The benchmark Stoxx Europe 600 index fell 0.3 percent in morning trade, led by declines in energy and financial stocks. Japan’s Topix closed down 0.9 percent on Friday, while South Korea’s Kospi fell 1.2 percent and China’s CSI 300 index fell 0.8 percent.
Germany’s Dax fell 0.6 percent while the FTSE 100 in London and the Cac 40 in Paris fell 0.4 percent and 0.2 percent respectively. Futures pointed to a more mixed start in New York, with contracts tracking the S&P 500 and Nasdaq 100 down 0.7 percent and 1.2 percent respectively.
Investors are awaiting August payrolls data, ahead of the U.S. market open, as a guide to the Fed’s meeting later this month. Investors are looking for signs that the U.S. economy has cooled faster than expected, potentially prompting the central bank to cut interest rates more aggressively.
The Fed is widely expected to make its first rate cut from its current range of 5.25 percent to 5.5 percent, but Fed Chairman Jay Powell said last month that he was focused on the risks of a weaker labor market. He cautioned that the timing and pace of rate cuts depended on economic data.
Economists polled by Reuters expect US employers to have added 160,000 jobs in August – up from 114,000 the previous month.
Traders are divided on whether the Fed will cut by a quarter point or a half point. The swaps market is pricing in a cut of just over 1 percentage point by the end of December. August jobs data is also weighing in after a weaker-than-expected forecast a month ago sparked a sharp sell-off in markets around the world.
“Risk appetite is heavily focused on US data… as China’s growth slows,” said Trinh Nguyen, senior economist for emerging Asia at Natixis in Hong Kong.
“The market will need reassurance that the US economy is not too slow but at the same time weak enough that the Fed is not worried. [an] “reinflation”

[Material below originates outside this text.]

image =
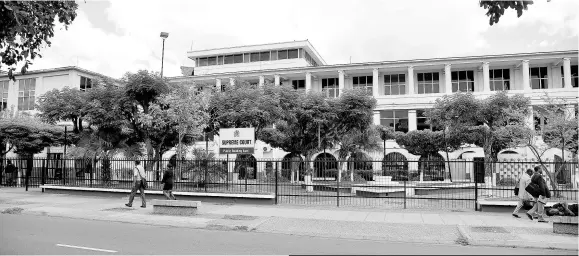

Market sentiment weakened following disappointing data on Thursday from payroll processor ADP, which showed U.S. private employers created the fewest jobs in more than three years in August.
The dollar index, which tracks the U.S. currency against a basket of other currencies, fell 0.1 percent. The yen rose as much as 0.6 percent to 142.50 dollars, its highest since January.
U.S. Treasury bonds rose, with the yield on the rate-sensitive two-year note falling 0.04 percentage point to 3.716 percent. The yield on the benchmark 10-year Treasury note fell 0.03 percentage point to 3.7 percent.
Crude oil rises after OPEC+ members agree late Thursday delay planned production increase in at least two months, as prices fell to a yearly low earlier in the week. Brent, the international benchmark, rose 0.2 percent to $73.83 while West Texas Intermediate, its U.S. counterpart, also rose 0.2 percent to $69.25.